If running twos is the game then Ali Shah is not the name.
Offley and local rivals Lilley seem to have some sort of time share arrangement with Ali - in 2021 he made his highest score of the season at Offley in Lilley colours.
At a club where the majority of fielders have the girth to fill two fielding positions, and where the slip cordon of Munt, Barker and Tattersall once caused a solar eclipse, Ali is often deployed as a sort of Great Barrier Reef at short midwicket.
Like the Great Barrier Reef Ali doesn't catch much either, often preferring to deploy a boot.

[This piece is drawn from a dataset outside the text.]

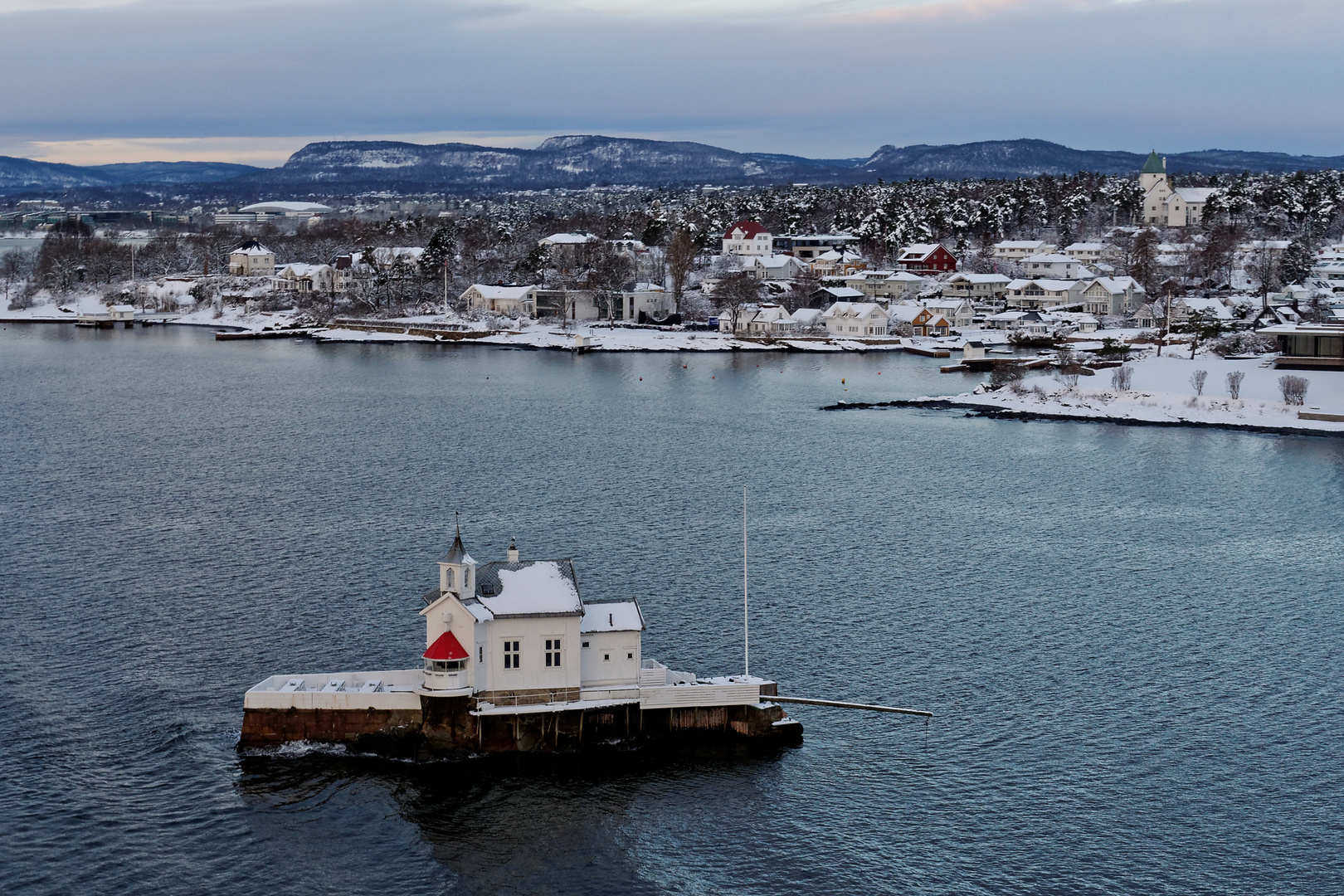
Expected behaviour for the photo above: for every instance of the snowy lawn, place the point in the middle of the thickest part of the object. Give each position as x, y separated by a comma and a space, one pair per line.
1161, 391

In fairness he has snaffled four catches in his Offley career.
Ali's batting, an assortment of biffs and blocks, is based around leisurely singles and the occasional boundary.

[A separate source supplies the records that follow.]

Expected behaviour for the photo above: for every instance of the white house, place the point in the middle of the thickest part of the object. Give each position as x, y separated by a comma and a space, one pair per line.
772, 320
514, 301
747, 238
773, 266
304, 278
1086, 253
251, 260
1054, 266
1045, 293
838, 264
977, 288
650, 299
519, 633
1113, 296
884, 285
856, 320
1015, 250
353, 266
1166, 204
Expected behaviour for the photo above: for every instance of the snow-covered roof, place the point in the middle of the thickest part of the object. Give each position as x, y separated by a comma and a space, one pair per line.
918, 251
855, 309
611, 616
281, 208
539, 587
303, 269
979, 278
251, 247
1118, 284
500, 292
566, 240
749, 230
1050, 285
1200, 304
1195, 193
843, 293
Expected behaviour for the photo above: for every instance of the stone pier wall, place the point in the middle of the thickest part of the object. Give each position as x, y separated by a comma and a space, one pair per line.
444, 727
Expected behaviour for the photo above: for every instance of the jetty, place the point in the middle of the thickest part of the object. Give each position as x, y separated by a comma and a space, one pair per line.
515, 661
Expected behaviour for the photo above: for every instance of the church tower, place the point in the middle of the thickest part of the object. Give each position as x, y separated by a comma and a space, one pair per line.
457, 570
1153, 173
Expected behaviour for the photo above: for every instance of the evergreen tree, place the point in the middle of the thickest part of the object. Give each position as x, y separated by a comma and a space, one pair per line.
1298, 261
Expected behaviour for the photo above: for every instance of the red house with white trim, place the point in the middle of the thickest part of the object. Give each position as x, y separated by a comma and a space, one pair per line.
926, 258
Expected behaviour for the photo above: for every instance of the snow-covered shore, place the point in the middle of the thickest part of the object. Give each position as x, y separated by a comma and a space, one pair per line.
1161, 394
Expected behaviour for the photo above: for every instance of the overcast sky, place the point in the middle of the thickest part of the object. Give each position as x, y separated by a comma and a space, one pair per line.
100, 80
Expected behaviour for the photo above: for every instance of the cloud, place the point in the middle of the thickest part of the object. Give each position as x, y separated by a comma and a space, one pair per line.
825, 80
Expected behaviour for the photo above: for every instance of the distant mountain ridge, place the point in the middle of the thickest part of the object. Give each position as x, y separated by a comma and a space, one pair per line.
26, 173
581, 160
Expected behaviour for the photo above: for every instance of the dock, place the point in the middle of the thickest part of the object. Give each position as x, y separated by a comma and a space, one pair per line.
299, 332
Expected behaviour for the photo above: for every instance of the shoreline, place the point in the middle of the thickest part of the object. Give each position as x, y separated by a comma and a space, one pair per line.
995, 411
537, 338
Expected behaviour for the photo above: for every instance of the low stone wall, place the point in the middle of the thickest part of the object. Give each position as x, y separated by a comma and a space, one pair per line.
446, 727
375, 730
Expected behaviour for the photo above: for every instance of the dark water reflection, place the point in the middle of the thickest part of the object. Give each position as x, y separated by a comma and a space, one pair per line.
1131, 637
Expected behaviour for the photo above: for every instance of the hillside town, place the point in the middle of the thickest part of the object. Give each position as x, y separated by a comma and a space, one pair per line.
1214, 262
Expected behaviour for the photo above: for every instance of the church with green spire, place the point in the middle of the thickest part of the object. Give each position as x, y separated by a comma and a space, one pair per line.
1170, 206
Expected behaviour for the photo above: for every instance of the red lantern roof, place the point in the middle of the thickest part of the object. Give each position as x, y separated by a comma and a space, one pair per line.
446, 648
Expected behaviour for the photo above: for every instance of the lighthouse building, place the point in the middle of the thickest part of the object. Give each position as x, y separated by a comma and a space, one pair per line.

It is definitely not designed for pushing twos and he likes to amble between the wickets like a contented gardener keen to smell the enchanted roses in the garden of life.
Despite a career-best of 75*, Ali's average continues to hover fractionally below 15, a statistic that doesn't quite back up his conviction that he should be batting in the top four every week.

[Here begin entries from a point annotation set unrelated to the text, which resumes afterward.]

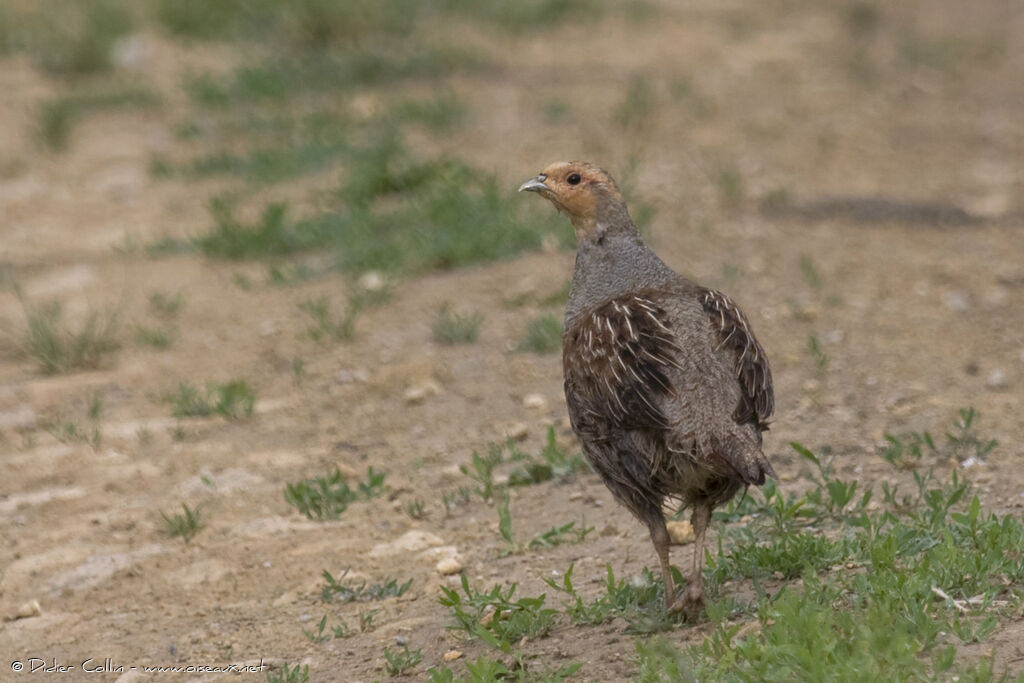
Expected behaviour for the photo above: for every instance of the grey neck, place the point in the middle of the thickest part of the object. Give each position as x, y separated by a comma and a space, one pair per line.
611, 265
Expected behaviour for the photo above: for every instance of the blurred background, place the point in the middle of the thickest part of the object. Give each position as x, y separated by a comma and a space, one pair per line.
243, 243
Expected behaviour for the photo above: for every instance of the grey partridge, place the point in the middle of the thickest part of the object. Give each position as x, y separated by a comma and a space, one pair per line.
668, 389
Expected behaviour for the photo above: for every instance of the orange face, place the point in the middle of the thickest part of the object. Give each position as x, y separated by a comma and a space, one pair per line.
578, 188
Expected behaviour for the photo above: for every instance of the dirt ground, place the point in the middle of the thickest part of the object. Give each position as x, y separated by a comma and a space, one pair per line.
918, 318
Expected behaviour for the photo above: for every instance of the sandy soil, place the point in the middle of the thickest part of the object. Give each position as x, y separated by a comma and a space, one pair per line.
916, 319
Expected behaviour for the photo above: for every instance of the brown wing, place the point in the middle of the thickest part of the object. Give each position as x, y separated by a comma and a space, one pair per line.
752, 365
616, 360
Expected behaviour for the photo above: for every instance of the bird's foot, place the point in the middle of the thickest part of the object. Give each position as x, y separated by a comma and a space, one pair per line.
690, 602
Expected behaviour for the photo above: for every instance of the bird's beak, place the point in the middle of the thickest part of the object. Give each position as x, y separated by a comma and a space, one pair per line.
535, 184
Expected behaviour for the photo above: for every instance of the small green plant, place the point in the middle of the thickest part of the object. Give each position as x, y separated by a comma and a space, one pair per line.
329, 496
57, 348
964, 443
556, 536
334, 589
544, 335
810, 271
481, 469
231, 400
397, 664
451, 329
817, 353
289, 674
639, 601
367, 620
904, 452
324, 326
321, 635
495, 617
185, 524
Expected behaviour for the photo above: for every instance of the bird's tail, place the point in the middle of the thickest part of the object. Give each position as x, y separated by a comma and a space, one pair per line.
747, 459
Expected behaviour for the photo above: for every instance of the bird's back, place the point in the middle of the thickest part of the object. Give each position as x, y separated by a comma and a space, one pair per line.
667, 387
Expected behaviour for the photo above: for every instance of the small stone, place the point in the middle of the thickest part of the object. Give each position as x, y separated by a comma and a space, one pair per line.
516, 431
372, 281
996, 379
535, 401
448, 566
680, 532
956, 301
419, 392
29, 609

Then again, considering the shortcomings of some of his colleagues he may have a point.
Earlier in the season during the narrow 138-run defeat at Shenley, it was not Shenley opener Harold Shipman who caught the eye with 99, or the other Shenley opener who made 110, it was Ali's run-an-over 33 that made people sit up and take note.
Bowling is his strongest suit, albeit one where he has proved that it is possible for a man with a two-step run up to bowl no balls.
Stepping up to the crease with his cap on his head, Ali fires down the darts and arrows that have helped him claim over 40 wickets for Offley.
He bagged his first five-wicket haul for the club earlier this season and is firmly established as one of Captain Dan's go-to bowlers in the quest for Saracens League relegation.